In their petition to the FMC the Coalition was especially concerned about the assessment of demurrage and detention charges by terminals and ocean carriers when delays of picking up containers are beyond the shipper’s control.
The Federal Maritime Commission’s proposed interpretative rule would clarify under what circumstances it would consider ocean carriers’ and marine terminals’ detention and demurrage rules and practices to be likely unreasonable
- when cargo is not available for pickup during free time
- when pickup appointments are unavailable within a reasonable time frame
- when cargo interests/owners are not provided adequate notice that the cargo is available for pickup, and free time does not start until notice of availability has been provided.

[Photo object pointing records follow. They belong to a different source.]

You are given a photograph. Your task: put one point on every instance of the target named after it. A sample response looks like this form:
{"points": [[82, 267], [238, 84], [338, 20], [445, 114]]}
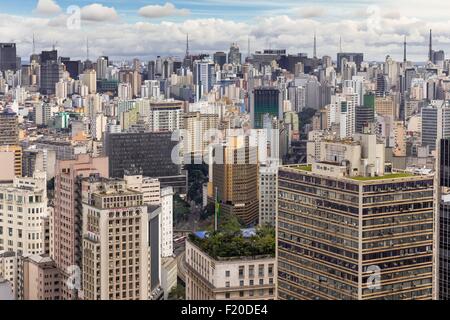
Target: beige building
{"points": [[23, 205], [198, 126], [385, 106], [244, 278], [39, 279], [116, 262]]}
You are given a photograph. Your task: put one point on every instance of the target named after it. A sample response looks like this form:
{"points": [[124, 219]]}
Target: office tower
{"points": [[385, 106], [357, 58], [265, 100], [234, 278], [10, 162], [102, 68], [51, 72], [74, 68], [154, 195], [68, 212], [89, 79], [235, 177], [150, 152], [49, 56], [204, 77], [124, 91], [165, 115], [234, 56], [115, 225], [23, 206], [43, 160], [442, 207], [357, 84], [364, 115], [151, 70], [375, 239], [220, 58], [267, 193], [39, 279], [435, 124], [167, 222], [9, 127], [438, 57], [297, 97], [430, 47], [43, 114], [197, 126], [382, 85], [8, 57], [149, 187]]}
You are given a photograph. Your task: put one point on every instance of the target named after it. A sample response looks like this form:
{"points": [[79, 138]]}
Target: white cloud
{"points": [[98, 12], [157, 11], [47, 7], [310, 12]]}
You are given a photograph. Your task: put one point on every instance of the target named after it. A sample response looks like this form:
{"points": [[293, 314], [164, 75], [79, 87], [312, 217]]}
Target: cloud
{"points": [[47, 7], [157, 11], [98, 12], [310, 12]]}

- when pickup appointments are not guaranteed to be available within a certain period after providing notice of container availability.
- when dispute resolution procedures are not clarifying points of contact, time limits for filing claims, and types of evidence that will be considered.
- when carriers and marine terminal operators do not provide enough billing information and evidentiary guidance to enable cargo owners to contest potential improper demurrage and detention charges.
(the above are excerpts/summaries of a Transportation Update prepared for members of the Coalition for Fair Port Practices by Karyn A. Booth, Esq. (202) 263.4108 of Thompson Hine LLP)
Marine terminal operators and carriers reportedly have countered their customers’ demands for fair demurrage and detention rules as summarized above by suggesting their existing rules are indeed encouraging better cargo flow, and that too much rigidity (?) will only further complicate commercial disputes.
The FMC has been seeking comments on their proposed rule by Oct. 17th and it will take some time after that before they will announce their final rule.